A file system controls how data is stored and retrieved. Without a file system, data placed in a storage medium would be one large body of data with no way to tell where one piece of data stops and the next begins. By separating the data into pieces and giving each piece a name, the data is easily isolated and identified. Taking its name from the way paper-based data management system is named, each group of data is called a "file." The structure and logic rules used to manage the groups of data and their names is called a "file system."

There are many different kinds of file systems. Each one has different structure and logic, properties of speed, flexibility, security, size and more. Some file systems have been designed to be used for specific applications. For example, the ISO 9660 file system is designed specifically for optical disks.

File systems can be used on numerous different types of storage devices that use different kinds of media. As of 2019, hard disk drives have been key storage devices and are projected to remain so for the foreseeable future. Other kinds of media that are used include SSDs, magnetic tapes, and optical disks. In some cases, such as with tmpfs, the computer's main memory (random-access memory, RAM) is used to create a temporary file system for short-term use.

Some file systems are used on local data storage devices; others provide file access via a network protocol (for example, NFS, SMB, or 9P clients). Some file systems are "virtual", meaning that the supplied "files" (called virtual files) are computed on request (such as procfs and sysfs) or are merely a mapping into a different file system used as a backing store.
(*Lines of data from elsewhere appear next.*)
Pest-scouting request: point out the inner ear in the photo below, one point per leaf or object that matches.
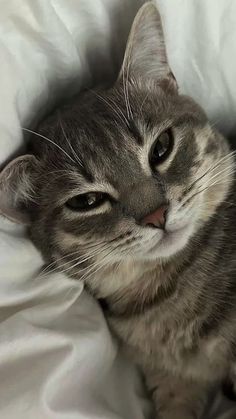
(17, 188)
(145, 55)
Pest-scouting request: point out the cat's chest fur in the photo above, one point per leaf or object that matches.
(163, 344)
(163, 328)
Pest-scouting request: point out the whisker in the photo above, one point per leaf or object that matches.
(68, 142)
(213, 167)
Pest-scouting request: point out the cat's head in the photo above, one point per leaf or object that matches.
(128, 173)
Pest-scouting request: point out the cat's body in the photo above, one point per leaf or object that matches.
(131, 191)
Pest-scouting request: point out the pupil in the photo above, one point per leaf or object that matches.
(91, 199)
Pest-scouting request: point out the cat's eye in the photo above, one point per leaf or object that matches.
(162, 147)
(86, 202)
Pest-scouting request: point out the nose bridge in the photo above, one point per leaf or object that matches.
(142, 198)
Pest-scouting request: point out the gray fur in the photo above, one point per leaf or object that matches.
(169, 299)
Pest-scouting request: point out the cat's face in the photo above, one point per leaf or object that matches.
(134, 171)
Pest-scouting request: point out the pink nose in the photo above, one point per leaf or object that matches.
(157, 218)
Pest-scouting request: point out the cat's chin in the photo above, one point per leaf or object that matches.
(171, 242)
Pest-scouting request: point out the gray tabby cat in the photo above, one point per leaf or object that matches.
(131, 191)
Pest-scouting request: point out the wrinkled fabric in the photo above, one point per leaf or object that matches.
(57, 357)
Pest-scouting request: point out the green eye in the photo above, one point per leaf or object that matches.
(86, 202)
(162, 148)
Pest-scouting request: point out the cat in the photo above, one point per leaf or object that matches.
(131, 191)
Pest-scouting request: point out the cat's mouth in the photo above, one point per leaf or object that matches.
(171, 241)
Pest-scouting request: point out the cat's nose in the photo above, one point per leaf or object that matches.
(157, 218)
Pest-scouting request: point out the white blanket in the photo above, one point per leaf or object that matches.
(57, 358)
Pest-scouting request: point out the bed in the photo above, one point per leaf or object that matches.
(57, 357)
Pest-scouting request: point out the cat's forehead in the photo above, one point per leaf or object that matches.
(112, 134)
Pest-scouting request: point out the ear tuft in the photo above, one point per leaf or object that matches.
(145, 55)
(16, 188)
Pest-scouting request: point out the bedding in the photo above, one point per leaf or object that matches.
(57, 357)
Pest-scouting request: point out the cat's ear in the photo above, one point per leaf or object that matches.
(17, 188)
(145, 55)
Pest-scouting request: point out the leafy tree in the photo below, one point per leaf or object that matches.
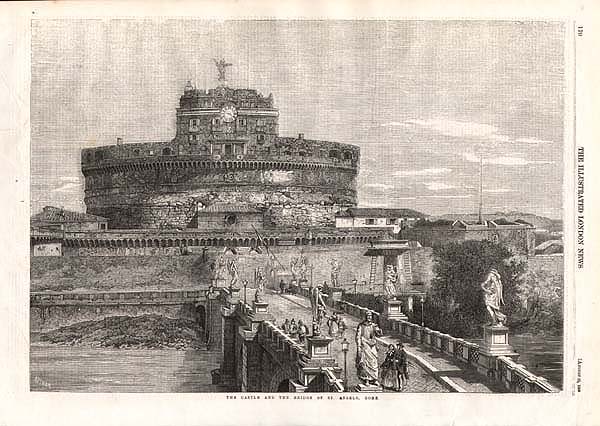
(455, 303)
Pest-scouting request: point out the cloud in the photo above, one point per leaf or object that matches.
(422, 172)
(379, 186)
(532, 141)
(446, 196)
(395, 124)
(504, 161)
(498, 190)
(437, 186)
(68, 187)
(459, 129)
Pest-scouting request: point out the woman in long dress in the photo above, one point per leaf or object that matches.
(389, 370)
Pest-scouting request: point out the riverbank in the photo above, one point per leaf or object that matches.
(122, 332)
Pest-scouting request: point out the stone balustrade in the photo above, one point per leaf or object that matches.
(513, 376)
(161, 297)
(356, 311)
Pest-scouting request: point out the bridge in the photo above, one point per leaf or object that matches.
(257, 356)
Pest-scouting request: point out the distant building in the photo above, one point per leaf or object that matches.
(395, 219)
(232, 217)
(57, 219)
(518, 235)
(550, 247)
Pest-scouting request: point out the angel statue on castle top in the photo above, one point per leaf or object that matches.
(492, 296)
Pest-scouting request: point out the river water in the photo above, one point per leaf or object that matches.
(542, 355)
(86, 369)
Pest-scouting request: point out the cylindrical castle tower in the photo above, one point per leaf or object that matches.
(226, 167)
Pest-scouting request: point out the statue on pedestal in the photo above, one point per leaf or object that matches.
(391, 278)
(492, 297)
(367, 362)
(335, 273)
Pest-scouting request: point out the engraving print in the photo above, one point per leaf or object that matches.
(296, 206)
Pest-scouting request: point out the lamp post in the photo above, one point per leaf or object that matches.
(345, 347)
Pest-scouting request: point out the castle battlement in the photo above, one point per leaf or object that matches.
(226, 150)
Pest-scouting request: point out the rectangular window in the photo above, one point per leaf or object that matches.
(194, 123)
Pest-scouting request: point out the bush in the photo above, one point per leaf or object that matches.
(455, 303)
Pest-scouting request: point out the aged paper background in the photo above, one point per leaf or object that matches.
(19, 406)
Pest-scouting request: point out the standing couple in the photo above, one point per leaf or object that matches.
(394, 370)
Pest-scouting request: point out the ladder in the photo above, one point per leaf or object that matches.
(407, 267)
(373, 271)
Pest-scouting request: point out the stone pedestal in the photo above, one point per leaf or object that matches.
(495, 344)
(260, 307)
(393, 310)
(368, 388)
(495, 341)
(319, 346)
(336, 294)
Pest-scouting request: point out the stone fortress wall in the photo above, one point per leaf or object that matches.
(235, 159)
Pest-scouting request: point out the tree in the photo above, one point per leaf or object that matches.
(455, 303)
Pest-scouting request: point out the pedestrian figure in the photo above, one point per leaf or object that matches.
(302, 331)
(286, 326)
(293, 329)
(389, 369)
(333, 319)
(282, 286)
(402, 363)
(341, 326)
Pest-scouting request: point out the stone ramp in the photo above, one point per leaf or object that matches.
(452, 375)
(293, 306)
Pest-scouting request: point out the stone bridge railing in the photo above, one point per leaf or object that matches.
(149, 297)
(513, 376)
(289, 352)
(356, 310)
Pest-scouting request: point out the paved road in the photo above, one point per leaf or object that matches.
(297, 307)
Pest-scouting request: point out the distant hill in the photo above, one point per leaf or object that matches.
(542, 222)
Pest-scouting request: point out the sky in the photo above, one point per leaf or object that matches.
(425, 100)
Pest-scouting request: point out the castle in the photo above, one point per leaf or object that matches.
(226, 168)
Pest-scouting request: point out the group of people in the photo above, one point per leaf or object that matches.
(336, 325)
(296, 330)
(291, 288)
(394, 370)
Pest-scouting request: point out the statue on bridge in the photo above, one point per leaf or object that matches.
(391, 278)
(317, 304)
(492, 296)
(367, 362)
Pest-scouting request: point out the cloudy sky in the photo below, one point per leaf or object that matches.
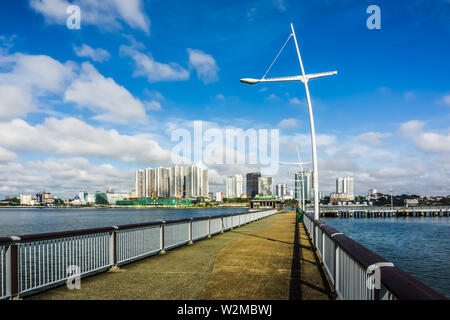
(82, 109)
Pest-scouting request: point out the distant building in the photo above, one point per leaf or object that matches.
(252, 184)
(372, 195)
(83, 197)
(219, 196)
(25, 200)
(345, 185)
(234, 186)
(281, 190)
(338, 197)
(191, 181)
(91, 199)
(265, 186)
(411, 202)
(303, 185)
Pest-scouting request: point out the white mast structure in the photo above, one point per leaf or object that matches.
(302, 194)
(304, 78)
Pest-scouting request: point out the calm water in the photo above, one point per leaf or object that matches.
(28, 221)
(419, 246)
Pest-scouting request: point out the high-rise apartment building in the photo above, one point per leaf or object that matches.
(176, 181)
(281, 190)
(265, 186)
(234, 186)
(303, 185)
(345, 186)
(252, 184)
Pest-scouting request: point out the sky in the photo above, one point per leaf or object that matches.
(82, 109)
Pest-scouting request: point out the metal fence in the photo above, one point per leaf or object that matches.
(360, 274)
(33, 263)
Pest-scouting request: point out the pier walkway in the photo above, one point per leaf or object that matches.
(270, 259)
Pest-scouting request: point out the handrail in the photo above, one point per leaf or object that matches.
(37, 262)
(61, 234)
(399, 283)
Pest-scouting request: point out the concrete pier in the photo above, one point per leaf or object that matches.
(270, 259)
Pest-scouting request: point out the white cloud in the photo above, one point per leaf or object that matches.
(288, 123)
(104, 14)
(154, 71)
(14, 102)
(6, 155)
(103, 96)
(73, 137)
(98, 55)
(411, 128)
(39, 73)
(280, 5)
(426, 142)
(63, 177)
(446, 100)
(294, 100)
(373, 138)
(153, 105)
(25, 79)
(204, 64)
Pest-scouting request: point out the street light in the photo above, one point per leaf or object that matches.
(304, 78)
(302, 195)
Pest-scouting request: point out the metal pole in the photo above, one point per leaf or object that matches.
(315, 174)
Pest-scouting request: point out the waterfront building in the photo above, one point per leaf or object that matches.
(25, 200)
(281, 190)
(265, 187)
(345, 185)
(219, 196)
(339, 197)
(303, 184)
(252, 184)
(175, 182)
(234, 186)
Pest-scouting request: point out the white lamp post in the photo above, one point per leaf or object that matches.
(304, 78)
(302, 194)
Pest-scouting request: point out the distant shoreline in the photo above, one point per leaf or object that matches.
(122, 207)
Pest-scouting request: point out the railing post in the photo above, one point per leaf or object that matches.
(209, 227)
(190, 232)
(113, 248)
(161, 228)
(12, 271)
(323, 248)
(336, 268)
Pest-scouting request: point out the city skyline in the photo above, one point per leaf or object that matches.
(83, 109)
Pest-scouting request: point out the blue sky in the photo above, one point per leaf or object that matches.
(81, 109)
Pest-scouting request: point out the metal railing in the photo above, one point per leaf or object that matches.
(360, 274)
(33, 263)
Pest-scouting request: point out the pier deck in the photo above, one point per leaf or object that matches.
(270, 259)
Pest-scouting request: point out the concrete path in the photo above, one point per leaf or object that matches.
(270, 259)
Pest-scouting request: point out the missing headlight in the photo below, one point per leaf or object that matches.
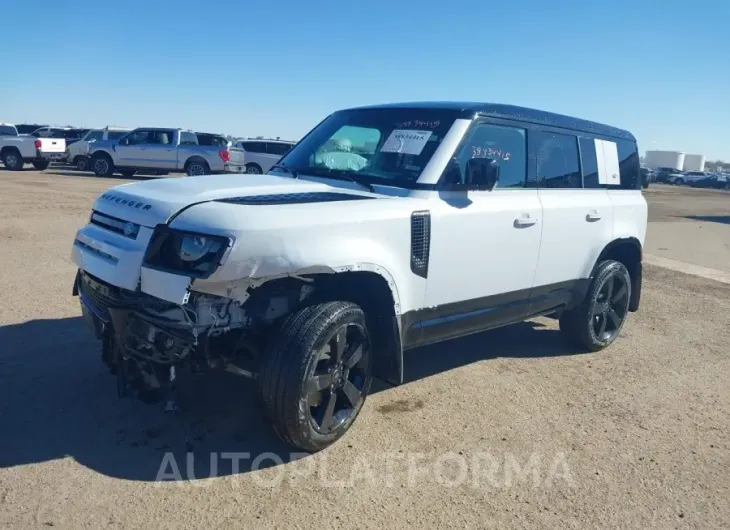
(190, 253)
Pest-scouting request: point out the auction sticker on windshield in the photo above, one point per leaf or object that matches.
(406, 142)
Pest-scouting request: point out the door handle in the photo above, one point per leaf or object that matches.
(524, 221)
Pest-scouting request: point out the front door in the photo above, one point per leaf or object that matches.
(484, 244)
(570, 174)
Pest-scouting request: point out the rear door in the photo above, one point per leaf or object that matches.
(570, 173)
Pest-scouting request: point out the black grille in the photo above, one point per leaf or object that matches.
(295, 198)
(420, 242)
(104, 295)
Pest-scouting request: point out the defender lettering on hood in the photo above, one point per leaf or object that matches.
(127, 202)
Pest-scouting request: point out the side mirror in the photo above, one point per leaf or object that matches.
(482, 173)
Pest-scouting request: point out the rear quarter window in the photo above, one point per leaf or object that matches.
(629, 167)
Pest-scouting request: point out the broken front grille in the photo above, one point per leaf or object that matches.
(118, 226)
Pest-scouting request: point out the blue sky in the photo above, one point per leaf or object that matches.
(659, 69)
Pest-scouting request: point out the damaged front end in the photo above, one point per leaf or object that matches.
(146, 340)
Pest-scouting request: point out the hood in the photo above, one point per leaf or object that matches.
(155, 201)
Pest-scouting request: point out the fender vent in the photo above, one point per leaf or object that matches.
(420, 242)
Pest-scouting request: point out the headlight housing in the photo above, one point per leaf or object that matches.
(189, 253)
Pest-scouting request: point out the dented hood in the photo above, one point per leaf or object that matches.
(155, 201)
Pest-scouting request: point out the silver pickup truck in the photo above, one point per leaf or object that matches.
(161, 151)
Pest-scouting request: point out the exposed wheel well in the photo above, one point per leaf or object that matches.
(627, 251)
(8, 148)
(367, 289)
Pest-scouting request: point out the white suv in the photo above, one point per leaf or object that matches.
(260, 155)
(385, 228)
(78, 152)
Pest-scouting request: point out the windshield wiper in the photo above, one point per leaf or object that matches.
(292, 172)
(346, 176)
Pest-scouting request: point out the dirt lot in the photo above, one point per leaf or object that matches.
(509, 428)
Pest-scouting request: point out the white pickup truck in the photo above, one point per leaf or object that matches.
(16, 150)
(163, 151)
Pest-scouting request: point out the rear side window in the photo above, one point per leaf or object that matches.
(277, 149)
(629, 167)
(188, 138)
(554, 160)
(94, 135)
(162, 137)
(589, 163)
(116, 135)
(139, 137)
(254, 147)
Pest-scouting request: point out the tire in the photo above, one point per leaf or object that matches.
(12, 159)
(599, 318)
(197, 168)
(311, 396)
(253, 169)
(102, 165)
(82, 163)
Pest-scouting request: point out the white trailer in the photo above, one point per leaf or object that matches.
(694, 163)
(670, 159)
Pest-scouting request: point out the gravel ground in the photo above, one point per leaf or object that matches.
(509, 428)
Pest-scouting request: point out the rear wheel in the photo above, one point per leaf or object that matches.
(317, 374)
(598, 320)
(253, 169)
(12, 159)
(102, 165)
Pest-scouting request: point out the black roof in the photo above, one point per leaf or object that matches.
(498, 110)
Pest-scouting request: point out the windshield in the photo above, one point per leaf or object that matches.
(379, 146)
(8, 130)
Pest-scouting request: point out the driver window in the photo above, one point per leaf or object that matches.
(504, 144)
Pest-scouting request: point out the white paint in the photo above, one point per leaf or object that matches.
(477, 246)
(577, 226)
(688, 268)
(166, 286)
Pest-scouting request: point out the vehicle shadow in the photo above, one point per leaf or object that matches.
(723, 219)
(57, 399)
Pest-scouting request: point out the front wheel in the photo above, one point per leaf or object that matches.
(316, 374)
(598, 320)
(102, 166)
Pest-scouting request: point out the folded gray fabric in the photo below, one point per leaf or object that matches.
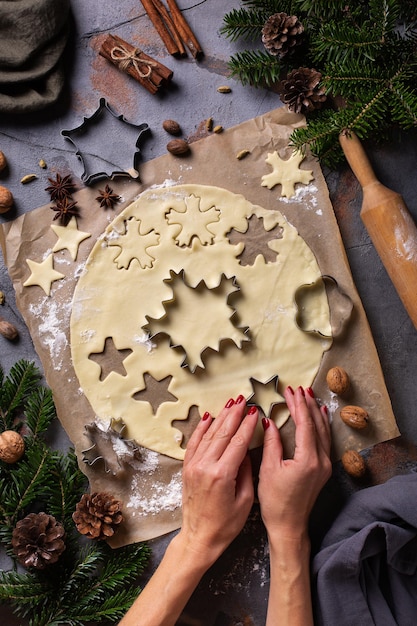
(366, 570)
(33, 36)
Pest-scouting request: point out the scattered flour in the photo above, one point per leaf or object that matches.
(163, 498)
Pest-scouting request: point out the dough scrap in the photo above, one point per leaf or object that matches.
(286, 173)
(42, 274)
(124, 304)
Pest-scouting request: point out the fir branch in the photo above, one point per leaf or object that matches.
(27, 481)
(21, 381)
(64, 491)
(21, 590)
(39, 411)
(255, 67)
(242, 24)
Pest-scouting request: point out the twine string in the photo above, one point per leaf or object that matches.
(125, 58)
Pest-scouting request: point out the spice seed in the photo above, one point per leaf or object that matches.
(241, 155)
(28, 178)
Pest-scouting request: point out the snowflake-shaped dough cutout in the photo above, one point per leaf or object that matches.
(286, 173)
(199, 312)
(134, 244)
(193, 222)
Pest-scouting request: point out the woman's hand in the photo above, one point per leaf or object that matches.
(288, 488)
(217, 480)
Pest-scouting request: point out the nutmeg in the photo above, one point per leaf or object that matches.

The file system manages access to both the content of files and the metadata about those files. It is responsible for arranging storage space; reliability, efficiency, and tuning with regard to the physical storage medium are important design considerations.

Figure \(\PageIndex{1}\): **Linux file system layout**. ("Linux file system layout" by Machtelt Garrels, The Linux Documentation Project is licensed under LDP Manifesto)

Architecture

A file system consists of two or three layers. Sometimes the layers are explicitly separated, and sometimes the functions are combined.

The logical file system is responsible for interaction with the user application. It provides the application program interface (API) for file operations — OPEN, CLOSE, READ, etc., and passes the requested operation to the layer below it for processing. The logical file system "manage open file table entries and per-process file descriptors". This layer provides "file access, directory operations, security and protection".

The second optional layer is the virtual file system. "This interface allows support for multiple concurrent instances of physical file systems, each of which is called a file system implementation".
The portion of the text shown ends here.